Let $A$ be a real $n\times n$ matrix. How are the eigenvalues of $A$ and $AA^T$ related?

What I have come up with so far is that if we let $\lambda_1,\ldots,\lambda_n$ denote the eigenvalues of $A$, then since $$ \det(AA^T) = \det(A)^2 $$ we can deduce the product of the eigenvalues of $AA^T$ is the product of the eigenvalues of $A$ squared.

This lead me to believe that $\lambda_1^2,\ldots,\lambda_n^2$ are the eigenvalues of $AA^T$, but I have not been able to prove it.

Any help is appreciated!

Answer 1

The eigenvalues of $A A^T$ are nonnegative real numbers. Their square roots are called the singular values of $A$ (and $A^T$). Like the eigenvalues of $A$, they multiply out to the determinant. Nonetheless your statement usually fails. A rotation by $\pi/2$ in $\mathbb{R}^2$ shows the point easily enough: the eigenvalues are $\pm i$, their square is $-1$, but $A A^T=I$, whose eigenvalues are $1$. Requiring the eigenvalues to be real doesn't fix the matter, either.

You can get a relationship when $A$ is normal: in this case $A$ and $A^*$ (the conjugate transpose) commute, so they share eigenvectors. The eigenvalues of $A^*$ are the conjugates of the eigenvalues of $A$, however, even when $A$ was real to begin with.

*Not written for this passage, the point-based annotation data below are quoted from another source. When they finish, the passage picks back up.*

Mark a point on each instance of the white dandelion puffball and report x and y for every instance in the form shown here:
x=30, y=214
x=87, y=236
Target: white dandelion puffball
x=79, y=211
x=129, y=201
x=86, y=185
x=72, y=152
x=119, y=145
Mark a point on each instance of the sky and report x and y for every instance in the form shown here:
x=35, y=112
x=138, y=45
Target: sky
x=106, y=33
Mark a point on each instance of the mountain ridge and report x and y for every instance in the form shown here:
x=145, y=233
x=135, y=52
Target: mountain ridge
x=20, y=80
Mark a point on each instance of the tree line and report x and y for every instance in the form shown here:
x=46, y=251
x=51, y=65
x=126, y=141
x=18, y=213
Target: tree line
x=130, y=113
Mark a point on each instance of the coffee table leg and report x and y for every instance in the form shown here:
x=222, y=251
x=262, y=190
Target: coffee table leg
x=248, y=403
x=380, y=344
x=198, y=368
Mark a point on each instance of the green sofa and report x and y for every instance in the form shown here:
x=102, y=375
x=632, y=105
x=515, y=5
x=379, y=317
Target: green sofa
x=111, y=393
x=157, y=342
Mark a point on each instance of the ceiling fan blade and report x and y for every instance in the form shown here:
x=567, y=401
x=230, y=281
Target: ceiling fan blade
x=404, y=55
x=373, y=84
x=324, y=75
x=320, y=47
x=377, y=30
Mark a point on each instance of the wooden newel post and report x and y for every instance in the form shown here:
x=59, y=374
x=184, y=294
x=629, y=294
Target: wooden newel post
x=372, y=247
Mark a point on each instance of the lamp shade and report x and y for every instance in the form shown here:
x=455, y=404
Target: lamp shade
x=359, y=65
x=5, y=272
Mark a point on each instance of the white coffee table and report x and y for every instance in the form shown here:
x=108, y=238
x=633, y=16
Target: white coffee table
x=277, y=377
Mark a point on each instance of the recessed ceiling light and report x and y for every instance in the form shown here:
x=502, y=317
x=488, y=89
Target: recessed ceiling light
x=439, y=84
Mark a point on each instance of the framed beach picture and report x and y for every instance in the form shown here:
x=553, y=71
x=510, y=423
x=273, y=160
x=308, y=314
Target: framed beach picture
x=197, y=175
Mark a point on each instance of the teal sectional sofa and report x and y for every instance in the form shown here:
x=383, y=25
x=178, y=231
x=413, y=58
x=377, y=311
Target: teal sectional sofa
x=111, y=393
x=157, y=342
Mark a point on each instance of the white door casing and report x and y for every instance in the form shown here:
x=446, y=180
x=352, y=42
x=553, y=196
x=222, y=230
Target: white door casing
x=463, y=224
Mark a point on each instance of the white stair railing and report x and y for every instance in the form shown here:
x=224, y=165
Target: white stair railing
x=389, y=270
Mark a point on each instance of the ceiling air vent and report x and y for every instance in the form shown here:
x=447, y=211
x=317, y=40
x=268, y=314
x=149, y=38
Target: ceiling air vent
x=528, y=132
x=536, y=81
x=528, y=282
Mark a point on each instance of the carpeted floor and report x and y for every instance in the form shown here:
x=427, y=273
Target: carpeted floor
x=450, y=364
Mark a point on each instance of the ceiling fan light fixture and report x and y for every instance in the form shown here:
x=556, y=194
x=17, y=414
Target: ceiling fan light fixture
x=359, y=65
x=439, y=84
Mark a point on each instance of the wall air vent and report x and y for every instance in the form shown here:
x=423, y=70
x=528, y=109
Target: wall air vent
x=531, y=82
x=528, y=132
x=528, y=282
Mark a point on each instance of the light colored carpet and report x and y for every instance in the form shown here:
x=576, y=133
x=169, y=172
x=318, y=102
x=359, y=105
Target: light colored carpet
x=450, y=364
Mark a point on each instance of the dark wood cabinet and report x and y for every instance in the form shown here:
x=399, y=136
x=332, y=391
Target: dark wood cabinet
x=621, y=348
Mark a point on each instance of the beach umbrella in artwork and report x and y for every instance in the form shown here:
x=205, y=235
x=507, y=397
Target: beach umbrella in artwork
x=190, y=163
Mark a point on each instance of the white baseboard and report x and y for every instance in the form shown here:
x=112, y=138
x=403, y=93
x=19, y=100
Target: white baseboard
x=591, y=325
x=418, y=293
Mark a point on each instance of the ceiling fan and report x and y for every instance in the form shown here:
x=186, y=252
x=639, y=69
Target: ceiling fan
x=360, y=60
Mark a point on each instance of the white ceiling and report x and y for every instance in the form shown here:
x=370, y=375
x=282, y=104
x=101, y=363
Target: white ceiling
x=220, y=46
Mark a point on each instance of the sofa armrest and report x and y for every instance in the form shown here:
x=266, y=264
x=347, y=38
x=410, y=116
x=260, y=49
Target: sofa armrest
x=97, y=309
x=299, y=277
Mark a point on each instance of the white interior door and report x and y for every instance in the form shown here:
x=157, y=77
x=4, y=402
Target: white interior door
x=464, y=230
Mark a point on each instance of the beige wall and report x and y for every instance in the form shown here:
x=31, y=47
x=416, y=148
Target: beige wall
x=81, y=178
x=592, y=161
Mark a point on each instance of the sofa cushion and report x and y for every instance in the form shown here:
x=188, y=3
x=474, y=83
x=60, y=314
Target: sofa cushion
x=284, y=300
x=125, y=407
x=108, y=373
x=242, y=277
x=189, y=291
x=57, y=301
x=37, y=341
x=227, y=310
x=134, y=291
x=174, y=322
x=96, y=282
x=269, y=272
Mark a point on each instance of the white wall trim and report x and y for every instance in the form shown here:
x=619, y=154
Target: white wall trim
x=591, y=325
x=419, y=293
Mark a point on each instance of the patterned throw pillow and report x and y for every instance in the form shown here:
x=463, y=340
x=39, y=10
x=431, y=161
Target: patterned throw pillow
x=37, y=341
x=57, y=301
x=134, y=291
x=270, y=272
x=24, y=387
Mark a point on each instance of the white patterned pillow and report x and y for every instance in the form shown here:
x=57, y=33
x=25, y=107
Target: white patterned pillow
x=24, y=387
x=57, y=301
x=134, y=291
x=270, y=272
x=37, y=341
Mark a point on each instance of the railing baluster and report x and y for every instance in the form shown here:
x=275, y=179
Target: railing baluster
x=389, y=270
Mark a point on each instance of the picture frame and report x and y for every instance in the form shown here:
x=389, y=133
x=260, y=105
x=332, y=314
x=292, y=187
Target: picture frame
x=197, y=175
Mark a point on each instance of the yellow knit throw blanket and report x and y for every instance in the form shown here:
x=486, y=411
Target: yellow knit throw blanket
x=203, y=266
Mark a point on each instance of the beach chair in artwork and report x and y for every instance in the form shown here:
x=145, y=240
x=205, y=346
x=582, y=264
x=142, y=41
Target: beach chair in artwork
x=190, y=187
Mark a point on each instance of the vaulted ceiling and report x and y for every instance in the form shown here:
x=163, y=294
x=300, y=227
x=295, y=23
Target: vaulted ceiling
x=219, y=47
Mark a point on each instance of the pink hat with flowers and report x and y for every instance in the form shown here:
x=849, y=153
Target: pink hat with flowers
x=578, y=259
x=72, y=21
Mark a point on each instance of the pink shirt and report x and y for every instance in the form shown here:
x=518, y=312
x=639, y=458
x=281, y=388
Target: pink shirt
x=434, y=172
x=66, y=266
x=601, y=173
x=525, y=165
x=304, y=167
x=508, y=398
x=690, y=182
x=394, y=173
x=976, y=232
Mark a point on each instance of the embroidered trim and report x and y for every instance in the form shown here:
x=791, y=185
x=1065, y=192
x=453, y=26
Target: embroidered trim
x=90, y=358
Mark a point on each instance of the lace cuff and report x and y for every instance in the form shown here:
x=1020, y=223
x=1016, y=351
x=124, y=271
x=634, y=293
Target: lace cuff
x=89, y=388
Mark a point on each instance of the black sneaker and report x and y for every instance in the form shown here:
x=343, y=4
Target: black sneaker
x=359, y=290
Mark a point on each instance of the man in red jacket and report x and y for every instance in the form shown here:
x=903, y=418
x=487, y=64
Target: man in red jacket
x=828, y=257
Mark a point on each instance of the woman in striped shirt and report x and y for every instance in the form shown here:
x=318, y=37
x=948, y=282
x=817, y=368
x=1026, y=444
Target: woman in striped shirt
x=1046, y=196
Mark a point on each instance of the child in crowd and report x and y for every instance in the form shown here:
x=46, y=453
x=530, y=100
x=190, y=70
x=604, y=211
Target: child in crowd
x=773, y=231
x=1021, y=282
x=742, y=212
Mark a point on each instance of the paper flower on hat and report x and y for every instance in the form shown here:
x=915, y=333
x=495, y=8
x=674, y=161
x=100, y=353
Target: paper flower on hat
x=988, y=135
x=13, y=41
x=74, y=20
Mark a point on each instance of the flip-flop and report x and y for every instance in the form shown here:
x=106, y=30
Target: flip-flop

Thus for an eigenvector $x$ of $A^*$ with eigenvalue $\lambda$ you have $A A^* x = \lambda A x = \lambda \overline{\lambda} x = |\lambda|^2 x$. But even now taking the square root removes whatever complex phase that $\lambda$ may have had.

You could have proved the same thing from the assumption of unitary diagonalizability...but in fact the (generalized) spectral theorem tells us that this is equivalent to normality.

Answer 2

Recall that $A$ and $A^T$ have the same set of eigenvalues.

Since, for $\lambda \in \mathbb{R}$ we have that $Ax = \lambda x$ and $A^Tx = \lambda x$ we obtain

$$A^TAx = A^T(Ax) = A^T\lambda x = \lambda(A^Tx) = \lambda^2x$$

and similarly $$AA^Tx = A(A^Tx) = A\lambda x = \lambda(Ax) = \lambda^2x$$